When the news was recently released that an auction of more than 150 brands was being held in early December at the Waldorf Astoria, I immediately envisioned various brand licensing executives sitting in the audience ready to place the next bid on what could possibly become the next big time DTR deal.
I thought of how maybe some of the names from this long list of once-prominent consumer products and retail brands could be re-born as the hottest properties of the new decade.
This auction event also tied in with this month's cover story about Iconix Brand Group, and the longtime vision of fashion industry veteran Neil Cole, to build a brand licensing management company. It is a fascinating account of international growth, personal commitment and the value of intellectual property.
In just five years, Iconix has experienced explosive growth adding almost 25 brands to its portfolio, which began with two properties, Candie's and Bongo. Iconix has become the second largest global licensor generating $12 billion in annual retail sales of licensed merchandise.

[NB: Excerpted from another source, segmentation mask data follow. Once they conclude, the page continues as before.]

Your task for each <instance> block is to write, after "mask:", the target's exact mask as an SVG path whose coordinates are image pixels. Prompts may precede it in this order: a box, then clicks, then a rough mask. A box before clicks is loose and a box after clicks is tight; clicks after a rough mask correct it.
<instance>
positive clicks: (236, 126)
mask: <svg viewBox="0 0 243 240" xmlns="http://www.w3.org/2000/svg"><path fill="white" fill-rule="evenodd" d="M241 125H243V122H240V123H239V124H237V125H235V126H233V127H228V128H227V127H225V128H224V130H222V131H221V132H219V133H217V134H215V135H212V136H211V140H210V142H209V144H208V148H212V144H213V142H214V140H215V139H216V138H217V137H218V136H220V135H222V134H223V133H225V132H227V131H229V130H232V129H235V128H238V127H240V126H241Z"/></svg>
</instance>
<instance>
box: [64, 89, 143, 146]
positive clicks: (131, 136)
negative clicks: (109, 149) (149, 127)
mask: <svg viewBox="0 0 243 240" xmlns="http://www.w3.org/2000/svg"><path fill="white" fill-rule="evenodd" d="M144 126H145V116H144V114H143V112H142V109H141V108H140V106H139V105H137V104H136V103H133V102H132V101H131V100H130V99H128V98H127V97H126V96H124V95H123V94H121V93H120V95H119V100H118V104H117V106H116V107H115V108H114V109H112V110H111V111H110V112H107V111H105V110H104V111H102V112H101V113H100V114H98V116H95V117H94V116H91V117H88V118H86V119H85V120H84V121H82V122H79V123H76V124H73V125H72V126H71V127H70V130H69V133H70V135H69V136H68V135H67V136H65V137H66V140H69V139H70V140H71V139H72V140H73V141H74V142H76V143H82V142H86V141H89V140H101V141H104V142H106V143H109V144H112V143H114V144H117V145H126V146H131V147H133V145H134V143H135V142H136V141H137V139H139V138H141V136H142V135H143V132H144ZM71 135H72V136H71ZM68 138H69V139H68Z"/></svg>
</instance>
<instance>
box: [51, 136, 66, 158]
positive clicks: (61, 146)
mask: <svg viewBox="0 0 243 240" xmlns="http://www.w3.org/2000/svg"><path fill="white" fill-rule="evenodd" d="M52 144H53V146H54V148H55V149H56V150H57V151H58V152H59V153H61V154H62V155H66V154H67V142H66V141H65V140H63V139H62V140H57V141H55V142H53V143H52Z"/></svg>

Iconix has set the operating standard for a brand licensing company that combines heavy emphasis on direct-to-retail exclusives, celebrity tie-ins, trend analysis, aggressive marketing and merchandising expertise. The company is on track to double in size over the next three to five years and it will be done in large part through the continued acquisition of global iconic brands.
So when I reviewed the list of properties on the auction block, which was coordinated by Racebrook, a New York-based private equity firm and auction specialist, I thought so which of these brands would have the potential for a global licensing program and would any of them be strong enough to ever become part of the Iconix portfolio?
At first glance, some of the names that I recognized included retail names Computer City, The Linen Closet, Child World, Kiddie City, Cosmetics Plus; candy brands Big Yank, Old Nick and Pom Poms; food and beverage brands Breakfast Mates, Cheez Kisses, Lucky Whip, Snack Mate, Barrelhead and Meister Brau; magazine names Collier's and Saturday Review; household products names Handi Wrap, Rain Barrel and Party Tyme; and a long list of apparel brands including Hot Pants, H.I.S., London Britches, Annie Hall, Joan of Arc and Lazy Bones.
While I'm not so sure if any of these brands will be making headlines in License! Global or becoming part of the Iconix portfolio or another management company or licensing agency, this was a very interesting event that garnered media publicity and also reinforced the importance of brand equity. It also reinforced how valuable a brand name can be and the potential it offers.
Remember, how such names as Sharper Image, Polaroid and Linens 'n Things, which are all part of Hilco Consumer Capital, and Power Rangers, acquired in May by Saban Brands, are being transformed into global power brands.
Neil Cole and the executives at Iconix understand brand equity and the company's portfolio exemplifies how it has acquired stressed brands and re-established them as global growth properties. And with the goal of doubling its size in three to five years, you can be assured that Iconix will be acquiring many more brands and possibly even at some point one of them will be part of an auction like the one just held in New York.